Distributed Keras model for making predictions of sentiment from Spanish sentences in stream context using Spark Streaming and Apache Kafka. The project has a script that allows you to enter phrases by command line and send them to a Kafka topic. Then Kafka sends the information to Spark Streaming where through the Jupyter Notebook shows the polarity of sentences on the screen.
Files:
Software versions:
- Spark 2.0.2 pre-build for Hadoop 2.7 or later
- Apache Kafka 2.11-0.10.2.0 binary file for Scala 2.11
- Python 3.5
Library versions:
- TensorFlow 1.2.1
- Keras 2.0.6
- Nltk 3.2.2
- Kafka-python
First you have to start a ZooKeeper server
bin/zookeeper-server-start.sh config/zookeeper.properties
Then you have to start a Kafka server
bin/kafka-server-start.sh config/server.properties
Next step is create a topic in Kafka named "test"

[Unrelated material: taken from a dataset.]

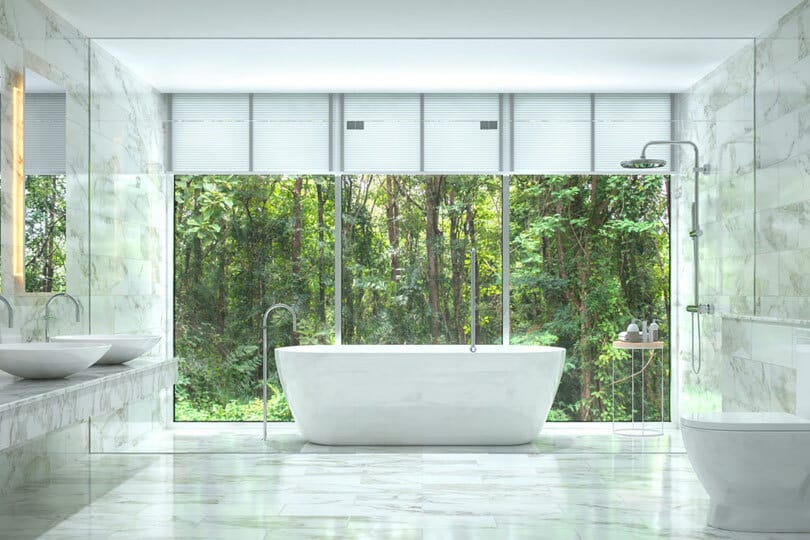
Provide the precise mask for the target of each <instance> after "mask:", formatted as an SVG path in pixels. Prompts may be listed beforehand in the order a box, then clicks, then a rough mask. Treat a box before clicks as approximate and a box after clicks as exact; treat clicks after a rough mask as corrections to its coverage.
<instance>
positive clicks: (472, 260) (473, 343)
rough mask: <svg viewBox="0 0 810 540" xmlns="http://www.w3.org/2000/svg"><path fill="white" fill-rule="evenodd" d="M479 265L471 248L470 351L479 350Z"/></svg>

bin/kafka-topics.sh --create --zookeeper localhost:2181 --replication-factor 1 --partitions 1 --topic test
Later, you have to open Jupyter-notebook writing the next line
$SPARK_HOME/bin/pyspark --master local[*] --packages org.apache.spark:spark-streaming-kafka-0-8_2.11:2.0.2
Finally you only have to follow the instruction of the notebook.